В греческом эпосе эта ступень еще не была достигнута, но уже можно заметить некоторые признаки приближения к ней. Боги «Илиады» прежде всего озабочены защитой своего достоинства, тиме. Легкомысленная речь о боге, пренебрежение его культом, оскорбление его жреца — все это, разумеется, вызывает в нем гнев; в культуре стыда боги, как и люди, легко раздражаются из-за неуважения к себе. Лжесвидетельство проходит под той же рубрикой: боги не имеют ничего против откровенной лжи, но выходят из себя, когда их именами клянутся всуе. Однако то здесь, то там мы встречаем намеки на нечто большее. Оскорбление родителей, например, является столь тяжким преступлением, что требует особого разбирательства: подобные случаи вынуждены рассматривать подземные силы. [135] Il. 9. 456 сл., 571 сл.; ср. Od. 2. 134 сл., 11. 280. Уместно отметить, что трое из этих пассажей встречаются в сюжетах, которые можно считать заимствованиями из эпосов Великой Греции, тогда как четвертый принадлежит к «Телемахии».
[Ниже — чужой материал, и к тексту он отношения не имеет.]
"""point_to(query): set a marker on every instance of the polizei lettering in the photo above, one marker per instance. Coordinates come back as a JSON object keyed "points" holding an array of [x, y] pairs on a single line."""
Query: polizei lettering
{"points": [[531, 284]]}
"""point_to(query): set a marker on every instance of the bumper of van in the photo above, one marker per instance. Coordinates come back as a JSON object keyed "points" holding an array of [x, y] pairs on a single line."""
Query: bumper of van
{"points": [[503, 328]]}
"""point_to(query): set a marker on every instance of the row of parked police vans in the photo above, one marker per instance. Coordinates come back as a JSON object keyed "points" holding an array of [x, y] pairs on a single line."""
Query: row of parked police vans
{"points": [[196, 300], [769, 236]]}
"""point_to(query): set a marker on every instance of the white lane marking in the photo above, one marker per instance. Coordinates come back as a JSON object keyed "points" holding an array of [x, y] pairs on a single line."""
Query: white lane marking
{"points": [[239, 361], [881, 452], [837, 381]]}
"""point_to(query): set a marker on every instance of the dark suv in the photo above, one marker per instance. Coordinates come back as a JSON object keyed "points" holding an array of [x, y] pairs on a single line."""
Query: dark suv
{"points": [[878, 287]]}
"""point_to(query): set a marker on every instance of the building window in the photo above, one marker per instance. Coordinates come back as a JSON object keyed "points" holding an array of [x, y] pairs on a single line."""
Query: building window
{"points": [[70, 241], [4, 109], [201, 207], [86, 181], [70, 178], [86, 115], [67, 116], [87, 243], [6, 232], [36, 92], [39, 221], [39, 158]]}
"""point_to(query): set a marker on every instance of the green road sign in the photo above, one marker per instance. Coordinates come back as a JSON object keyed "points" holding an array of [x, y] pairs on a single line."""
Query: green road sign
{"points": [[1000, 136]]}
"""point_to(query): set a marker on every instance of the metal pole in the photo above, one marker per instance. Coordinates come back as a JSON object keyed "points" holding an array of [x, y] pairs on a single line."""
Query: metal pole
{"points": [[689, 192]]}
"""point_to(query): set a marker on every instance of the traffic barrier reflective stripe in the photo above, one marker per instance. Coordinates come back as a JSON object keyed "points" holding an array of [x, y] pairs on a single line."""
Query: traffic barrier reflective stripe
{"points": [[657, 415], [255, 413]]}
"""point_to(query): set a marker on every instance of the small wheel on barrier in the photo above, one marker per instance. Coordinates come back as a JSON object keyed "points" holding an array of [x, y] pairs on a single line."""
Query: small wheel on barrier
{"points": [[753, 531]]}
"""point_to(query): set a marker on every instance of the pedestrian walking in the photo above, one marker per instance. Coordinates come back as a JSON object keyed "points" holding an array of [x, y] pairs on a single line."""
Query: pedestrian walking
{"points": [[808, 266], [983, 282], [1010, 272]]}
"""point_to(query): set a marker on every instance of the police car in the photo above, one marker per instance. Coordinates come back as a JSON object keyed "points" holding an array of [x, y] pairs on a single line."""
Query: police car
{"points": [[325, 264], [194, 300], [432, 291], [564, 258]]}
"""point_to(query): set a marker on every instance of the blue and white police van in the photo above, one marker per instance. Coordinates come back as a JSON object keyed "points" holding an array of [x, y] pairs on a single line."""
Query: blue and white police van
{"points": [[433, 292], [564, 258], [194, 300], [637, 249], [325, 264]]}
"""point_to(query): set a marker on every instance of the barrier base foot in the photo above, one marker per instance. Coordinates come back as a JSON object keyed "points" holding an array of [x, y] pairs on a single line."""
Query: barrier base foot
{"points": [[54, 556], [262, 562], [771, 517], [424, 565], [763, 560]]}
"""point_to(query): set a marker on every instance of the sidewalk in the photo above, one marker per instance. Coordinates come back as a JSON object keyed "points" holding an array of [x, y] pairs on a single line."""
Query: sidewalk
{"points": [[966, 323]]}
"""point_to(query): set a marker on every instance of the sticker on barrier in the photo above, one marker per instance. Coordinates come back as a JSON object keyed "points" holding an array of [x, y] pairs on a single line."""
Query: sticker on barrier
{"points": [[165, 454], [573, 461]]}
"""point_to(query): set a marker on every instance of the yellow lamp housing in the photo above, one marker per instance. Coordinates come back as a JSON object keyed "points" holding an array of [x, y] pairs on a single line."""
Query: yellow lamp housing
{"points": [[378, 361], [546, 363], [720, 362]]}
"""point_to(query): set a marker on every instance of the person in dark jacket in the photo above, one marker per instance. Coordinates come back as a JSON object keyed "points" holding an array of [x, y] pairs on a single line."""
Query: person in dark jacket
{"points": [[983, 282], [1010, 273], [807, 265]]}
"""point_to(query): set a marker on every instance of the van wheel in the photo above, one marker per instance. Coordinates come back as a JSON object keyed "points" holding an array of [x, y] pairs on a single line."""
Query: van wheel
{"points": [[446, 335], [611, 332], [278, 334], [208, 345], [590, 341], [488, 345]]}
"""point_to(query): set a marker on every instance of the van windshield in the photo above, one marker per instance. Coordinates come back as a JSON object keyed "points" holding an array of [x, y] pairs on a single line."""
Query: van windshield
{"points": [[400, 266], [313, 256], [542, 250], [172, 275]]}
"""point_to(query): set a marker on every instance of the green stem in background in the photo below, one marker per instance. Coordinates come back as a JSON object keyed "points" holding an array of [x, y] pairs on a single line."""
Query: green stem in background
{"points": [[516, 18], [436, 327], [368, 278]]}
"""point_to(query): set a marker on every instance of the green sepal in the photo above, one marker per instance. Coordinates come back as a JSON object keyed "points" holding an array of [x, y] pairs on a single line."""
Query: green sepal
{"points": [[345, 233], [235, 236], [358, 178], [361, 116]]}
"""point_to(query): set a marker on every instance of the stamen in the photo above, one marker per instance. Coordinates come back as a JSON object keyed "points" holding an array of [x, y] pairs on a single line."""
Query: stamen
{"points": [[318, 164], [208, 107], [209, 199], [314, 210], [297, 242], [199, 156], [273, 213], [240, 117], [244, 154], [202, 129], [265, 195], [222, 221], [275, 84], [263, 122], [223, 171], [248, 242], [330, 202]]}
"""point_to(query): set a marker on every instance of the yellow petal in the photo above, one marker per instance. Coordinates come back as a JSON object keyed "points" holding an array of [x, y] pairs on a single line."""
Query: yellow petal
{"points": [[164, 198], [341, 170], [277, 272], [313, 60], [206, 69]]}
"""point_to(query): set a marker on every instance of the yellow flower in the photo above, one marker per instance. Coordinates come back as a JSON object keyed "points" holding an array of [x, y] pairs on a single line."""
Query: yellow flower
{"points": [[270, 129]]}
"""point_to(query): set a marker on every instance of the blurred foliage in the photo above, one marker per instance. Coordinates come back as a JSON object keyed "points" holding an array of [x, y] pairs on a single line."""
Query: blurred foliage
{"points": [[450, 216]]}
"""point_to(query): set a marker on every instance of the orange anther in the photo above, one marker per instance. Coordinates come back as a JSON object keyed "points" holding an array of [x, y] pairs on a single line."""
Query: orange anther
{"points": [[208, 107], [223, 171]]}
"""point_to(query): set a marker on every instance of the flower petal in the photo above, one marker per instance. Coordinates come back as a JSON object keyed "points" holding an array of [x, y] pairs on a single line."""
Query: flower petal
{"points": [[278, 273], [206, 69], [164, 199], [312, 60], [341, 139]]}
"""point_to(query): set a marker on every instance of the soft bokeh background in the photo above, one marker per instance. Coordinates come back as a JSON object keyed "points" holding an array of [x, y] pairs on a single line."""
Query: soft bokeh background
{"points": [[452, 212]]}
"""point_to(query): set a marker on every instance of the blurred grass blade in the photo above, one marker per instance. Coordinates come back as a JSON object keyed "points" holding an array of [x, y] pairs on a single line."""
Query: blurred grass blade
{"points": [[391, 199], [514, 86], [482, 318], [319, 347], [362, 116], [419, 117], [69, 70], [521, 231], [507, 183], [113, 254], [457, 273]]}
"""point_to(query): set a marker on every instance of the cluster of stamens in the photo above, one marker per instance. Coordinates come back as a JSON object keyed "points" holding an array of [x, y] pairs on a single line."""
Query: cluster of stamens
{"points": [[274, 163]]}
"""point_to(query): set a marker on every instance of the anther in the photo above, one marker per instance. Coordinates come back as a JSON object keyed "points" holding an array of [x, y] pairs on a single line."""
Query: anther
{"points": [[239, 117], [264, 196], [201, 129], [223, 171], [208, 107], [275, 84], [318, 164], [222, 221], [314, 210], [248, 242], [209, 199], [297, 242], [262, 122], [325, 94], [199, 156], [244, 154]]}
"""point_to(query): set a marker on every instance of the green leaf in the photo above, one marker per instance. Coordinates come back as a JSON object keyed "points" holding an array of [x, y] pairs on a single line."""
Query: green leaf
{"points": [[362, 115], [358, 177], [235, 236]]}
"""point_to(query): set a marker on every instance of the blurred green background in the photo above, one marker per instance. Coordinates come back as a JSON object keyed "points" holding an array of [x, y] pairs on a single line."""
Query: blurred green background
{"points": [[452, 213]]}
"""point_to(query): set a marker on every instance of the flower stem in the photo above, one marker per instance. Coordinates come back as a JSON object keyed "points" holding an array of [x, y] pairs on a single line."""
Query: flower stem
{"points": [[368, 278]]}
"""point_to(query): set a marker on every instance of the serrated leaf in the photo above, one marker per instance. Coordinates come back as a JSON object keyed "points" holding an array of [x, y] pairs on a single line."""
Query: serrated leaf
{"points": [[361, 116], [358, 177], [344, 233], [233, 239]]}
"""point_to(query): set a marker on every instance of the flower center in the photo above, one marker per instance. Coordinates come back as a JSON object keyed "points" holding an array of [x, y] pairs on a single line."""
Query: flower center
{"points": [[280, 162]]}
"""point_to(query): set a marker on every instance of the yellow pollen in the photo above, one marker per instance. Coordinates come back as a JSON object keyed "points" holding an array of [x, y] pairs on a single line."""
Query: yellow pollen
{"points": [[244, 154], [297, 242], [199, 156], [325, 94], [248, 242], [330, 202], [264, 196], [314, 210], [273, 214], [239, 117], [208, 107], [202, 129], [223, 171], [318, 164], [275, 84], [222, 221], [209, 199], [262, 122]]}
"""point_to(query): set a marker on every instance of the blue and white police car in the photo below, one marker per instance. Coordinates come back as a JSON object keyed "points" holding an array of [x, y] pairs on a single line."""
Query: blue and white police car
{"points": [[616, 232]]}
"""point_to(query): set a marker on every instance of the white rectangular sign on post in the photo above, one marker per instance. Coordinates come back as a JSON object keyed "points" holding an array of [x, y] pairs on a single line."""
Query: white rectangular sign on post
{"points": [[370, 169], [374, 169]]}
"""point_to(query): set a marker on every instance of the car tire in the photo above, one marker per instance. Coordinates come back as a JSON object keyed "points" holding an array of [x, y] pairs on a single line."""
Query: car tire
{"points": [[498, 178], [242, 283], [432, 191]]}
Один раз говорится, что Зевс разгневался на людей, которые вершат неправедный суд. [136] Il. 16. 385 сл. О гесиодовском характере 387-388 см. Leaf ad loc; мы, однако, не рассматриваем эти строки как «интерполяцию» (ср. Latte, Arch. f. Hei. 20. 259).
Но это я считаю отражением более поздних времен; в поэме данный эпизод, как бы по недосмотру, столь обычному у Гомера, плавно переходит в сравнение. [137] См. Arthur Platt, «Homer's Similes», J. Phil. 24 (1896), 28 ff.
Ибо трудно найти в «Илиаде» свидетельства того, что Зевс озабочен справедливостью как таковой. [138] Мне кажется, что те, кто думают иначе, смешивают наказание за лжесвидетельство как раздражение на посягательство божественной тиме (4. 158 сл.) и наказание за пренебрежение гостеприимством Зевса Ксениоса (23. 623 сл.) с особым вниманием к справедливости как таковой.